Grazie all'ossessione di Robert De Niro per Jake LaMotta, protagonista del film, Martin Scorsese riesce a identificarsi nel pugile, uno sportivo, la sua antitesi. In effetti però, il ring è la metafora perfetta per il periodo che stava vivendo, a terra come la sua carriera, pieno di problemi. Autore e personaggio riescono a risollevarsi in grande stile, da veri combattenti. Probabilmente dobbiamo ringraziare un potere superiore, quindi probabilmente Martin Scorsese stesso, se questa concatenazione di eventi ha fatto sì che una così grande forza della natura sia riuscita a sconvolgere per sempre la storia del cinema. Forza riconosciuta da chiunque abbia mai lavorato con lui, come Jonah Hill, al programma radiofonico di Howard Stern. Ne esaltò la capacità decisionale, paragonandolo a un giocatore di scacchi senza orologio.

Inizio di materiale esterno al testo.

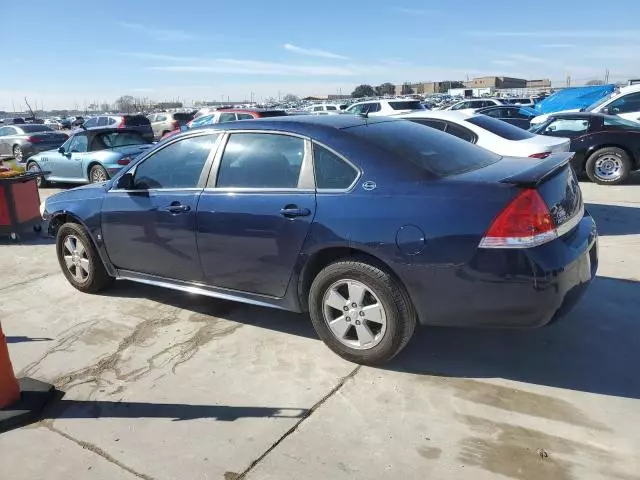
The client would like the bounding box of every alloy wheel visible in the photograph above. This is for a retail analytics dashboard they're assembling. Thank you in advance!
[28,163,43,187]
[62,235,91,283]
[13,146,22,162]
[91,168,107,183]
[322,279,387,350]
[594,154,623,181]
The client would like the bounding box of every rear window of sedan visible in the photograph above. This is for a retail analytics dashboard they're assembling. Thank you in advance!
[348,120,501,176]
[465,115,536,140]
[19,124,54,133]
[389,101,424,110]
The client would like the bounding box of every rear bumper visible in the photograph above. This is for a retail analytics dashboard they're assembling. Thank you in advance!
[406,214,598,328]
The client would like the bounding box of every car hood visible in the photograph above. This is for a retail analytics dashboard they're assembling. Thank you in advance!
[531,109,581,124]
[46,182,108,205]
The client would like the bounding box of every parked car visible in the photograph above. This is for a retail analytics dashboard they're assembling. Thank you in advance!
[501,98,535,107]
[77,115,154,142]
[530,112,640,185]
[443,98,504,112]
[41,115,597,364]
[44,118,63,130]
[0,124,68,162]
[148,112,195,140]
[60,116,84,129]
[399,111,570,158]
[474,105,538,129]
[161,109,287,140]
[345,99,424,116]
[25,128,152,186]
[306,104,343,113]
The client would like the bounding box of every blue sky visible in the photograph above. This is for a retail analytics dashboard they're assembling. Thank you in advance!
[3,0,640,109]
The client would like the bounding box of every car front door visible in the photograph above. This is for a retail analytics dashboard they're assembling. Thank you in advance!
[196,131,316,297]
[101,133,219,281]
[47,133,86,179]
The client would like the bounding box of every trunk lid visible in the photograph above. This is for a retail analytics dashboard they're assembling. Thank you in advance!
[27,132,68,144]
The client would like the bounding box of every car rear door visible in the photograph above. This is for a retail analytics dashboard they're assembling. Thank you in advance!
[101,133,220,281]
[196,131,316,297]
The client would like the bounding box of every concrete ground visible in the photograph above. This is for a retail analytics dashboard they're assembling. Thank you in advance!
[1,178,639,480]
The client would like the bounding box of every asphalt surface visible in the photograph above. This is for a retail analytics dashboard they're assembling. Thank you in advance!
[0,177,639,480]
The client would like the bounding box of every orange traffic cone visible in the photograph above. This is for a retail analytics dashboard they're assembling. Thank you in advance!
[0,322,54,433]
[0,324,20,407]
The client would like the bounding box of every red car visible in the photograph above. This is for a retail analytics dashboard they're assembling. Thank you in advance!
[160,109,287,140]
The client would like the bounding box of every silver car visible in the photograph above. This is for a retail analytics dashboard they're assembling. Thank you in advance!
[0,124,68,162]
[148,112,194,140]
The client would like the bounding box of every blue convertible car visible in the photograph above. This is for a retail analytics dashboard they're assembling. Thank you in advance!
[41,115,598,364]
[25,128,153,186]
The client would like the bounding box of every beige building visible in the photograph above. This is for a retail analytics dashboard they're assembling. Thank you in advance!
[526,79,552,88]
[394,82,446,95]
[465,76,527,89]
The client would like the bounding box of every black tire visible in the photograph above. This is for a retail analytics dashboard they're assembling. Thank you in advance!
[89,164,109,183]
[12,145,23,162]
[26,161,47,187]
[308,258,416,365]
[56,222,114,293]
[585,147,631,185]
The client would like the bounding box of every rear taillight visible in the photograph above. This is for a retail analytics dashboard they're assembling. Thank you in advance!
[529,152,551,159]
[479,189,557,248]
[172,120,180,129]
[27,136,45,143]
[117,157,132,166]
[117,117,125,128]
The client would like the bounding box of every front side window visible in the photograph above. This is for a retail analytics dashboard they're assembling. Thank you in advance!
[388,100,423,110]
[366,103,381,113]
[313,144,358,190]
[237,113,254,120]
[133,134,218,189]
[216,133,304,188]
[347,104,367,114]
[608,92,640,114]
[450,102,469,110]
[155,115,167,122]
[68,135,88,153]
[603,116,640,129]
[540,118,589,136]
[465,115,536,140]
[97,117,108,127]
[83,118,98,128]
[481,107,504,118]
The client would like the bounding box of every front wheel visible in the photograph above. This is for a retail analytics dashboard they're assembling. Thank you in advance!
[585,147,631,185]
[308,259,416,365]
[56,222,114,293]
[26,162,47,187]
[89,164,109,183]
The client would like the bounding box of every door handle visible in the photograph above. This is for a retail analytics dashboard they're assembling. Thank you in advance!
[166,203,191,213]
[280,206,311,218]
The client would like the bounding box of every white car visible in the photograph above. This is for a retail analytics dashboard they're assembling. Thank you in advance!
[345,99,424,116]
[399,110,570,158]
[531,84,640,125]
[306,104,343,113]
[443,98,504,112]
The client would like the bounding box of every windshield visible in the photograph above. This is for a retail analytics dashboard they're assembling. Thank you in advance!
[348,119,501,176]
[465,115,536,140]
[388,101,424,110]
[585,91,616,111]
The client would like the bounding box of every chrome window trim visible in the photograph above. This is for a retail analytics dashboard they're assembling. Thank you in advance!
[205,130,311,191]
[556,204,585,237]
[311,140,362,193]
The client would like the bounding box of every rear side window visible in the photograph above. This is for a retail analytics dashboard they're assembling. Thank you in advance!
[216,133,304,188]
[219,113,237,123]
[256,110,287,118]
[465,115,536,140]
[124,115,151,126]
[444,122,477,143]
[133,135,218,189]
[389,101,423,110]
[410,119,446,131]
[237,113,254,120]
[313,144,358,190]
[173,113,194,123]
[348,120,500,177]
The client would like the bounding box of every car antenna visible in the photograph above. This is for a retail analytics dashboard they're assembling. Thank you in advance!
[357,112,369,122]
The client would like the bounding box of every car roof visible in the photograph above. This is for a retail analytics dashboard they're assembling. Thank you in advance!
[401,110,474,121]
[74,127,143,135]
[217,108,285,114]
[619,84,640,94]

Martin Scorsese è un genio, c'è poco da fare. Dispiace che alcuni abbiano trovato offensive e senza senso le sue parole su l'UCM, facendolo passare per un superficiale. Effettivamente, però, tutta la carriera del regista s'è basata esclusivamente su rischi e progetti fatti con passione, non con l'obiettivo d'andare incontro al pubblico. Se aveste visto Silence (2016), capireste che una pellicola del genere è fatta per esternare i ragionamenti sulla fede, non per battere il record di incassi di Avatar. La potenza dell'artista e non della multinazionale è tutta lì, in un turbinio di emozioni e sperimentazioni, atte a portare avanti il cinema e non a utilizzarlo come macchina da soldi. Infatti, come ha dimostrato con The Wolf of Wall Street (2013), insieme alla sua musa, Leonardo DiCaprio, Martin Scorsese è riuscito a rimanere non solo rilevante, ma pure in grado di stare al passo con tecniche di regia e linguaggio cinematografico contemporaneo. Se il mondo dei cinecomic lo ha preso in antipatia, è giusto ricordare che il tanto acclamato Joker è molto più che un semplice omaggio a Martin Scorsese (che per anni ha rischiato addirittura di produrre quella pellicola), ma un vero e proprio mash-up di Taxi Driver e Re per una notte (1983).
Martin Scorsese è riuscito a rendere evento anche andare al cinema, riempendo le sale anche per The Irishman, una pellicola che nel giro di pochi giorni andrà a finire su Netflix, battendo la forza di gravità, quella spinta potentissima verso il basso che spinge le nostre chiappe a rimanere comodamente sedute su un divano, invece di gioire dell'arte collettiva cinematografica. Per parafrasare un personaggio caro ai suoi nemici: «È ineluttabile».